La finalità” sociale” del nuovo intervento normativo è rimarcato anche dal primo capoverso dell’art. 10 comma 3 in cui si ribadisce quello che oramai è un dato acquisito da dottrina e giurisprudenza e cioè che “ ciascun partecipante alla comunione o al condominio può realizzare a proprie spese ogni opera di cui agli articoli 2 della legge 9 gennaio 1989 n.13 e 119 del decreto legge 19 maggio 2020 n. 34 anche servendosi della cosa comune nel rispetto dei limiti di cui all’art. 1102 cc.”  E proprio in base all’art. 1102 cc  si ritiene legittima l’installazione dell’ascensore anche da parte di un solo gruppo di condomini ( o anche di un solo condomino) “ purché sia fatto salvo il diritto degli altri di partecipare in qualunque tempo ai vantaggi dell’innovazione, contribuendo nelle spese di esecuzione dell’impianto e in quelle di manutenzione dell’opera “ (Cass. 20902/2010).

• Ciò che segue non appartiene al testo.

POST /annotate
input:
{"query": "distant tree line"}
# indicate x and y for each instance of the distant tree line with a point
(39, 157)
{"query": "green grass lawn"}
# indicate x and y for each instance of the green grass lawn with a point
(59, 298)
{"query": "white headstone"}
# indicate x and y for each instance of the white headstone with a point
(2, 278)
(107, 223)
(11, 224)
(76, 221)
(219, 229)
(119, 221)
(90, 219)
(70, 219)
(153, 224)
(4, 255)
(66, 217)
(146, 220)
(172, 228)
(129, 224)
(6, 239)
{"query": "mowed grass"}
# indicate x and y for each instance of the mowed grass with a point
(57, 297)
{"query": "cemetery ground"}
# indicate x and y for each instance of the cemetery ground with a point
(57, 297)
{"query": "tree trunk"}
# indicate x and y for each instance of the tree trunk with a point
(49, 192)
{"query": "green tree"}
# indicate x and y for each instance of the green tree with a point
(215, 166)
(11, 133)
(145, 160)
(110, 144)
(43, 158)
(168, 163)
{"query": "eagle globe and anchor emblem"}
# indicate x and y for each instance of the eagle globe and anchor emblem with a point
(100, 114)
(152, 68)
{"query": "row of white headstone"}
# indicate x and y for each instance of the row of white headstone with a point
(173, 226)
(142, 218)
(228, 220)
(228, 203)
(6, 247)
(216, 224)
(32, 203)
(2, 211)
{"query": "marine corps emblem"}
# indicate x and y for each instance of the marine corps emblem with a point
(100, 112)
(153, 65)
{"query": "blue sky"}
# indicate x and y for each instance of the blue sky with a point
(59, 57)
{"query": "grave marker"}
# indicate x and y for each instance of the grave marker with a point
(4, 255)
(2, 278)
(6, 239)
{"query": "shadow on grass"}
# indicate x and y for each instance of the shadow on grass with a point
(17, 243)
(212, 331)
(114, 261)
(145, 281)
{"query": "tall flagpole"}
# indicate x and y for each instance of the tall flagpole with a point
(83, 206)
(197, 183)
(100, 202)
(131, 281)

In conclusione si può affermare che, se da un lato va apprezzata l’intenzione del legislatore di promuovere interventi virtuosi al fine supportare le persone fragili, dall’altro sarebbe stato opportuno per concretizzare meglio questa volontà, renderne più facile la realizzazione abbassando il quorum approvativo così come originariamente previsto dalla legge 13 del 1989.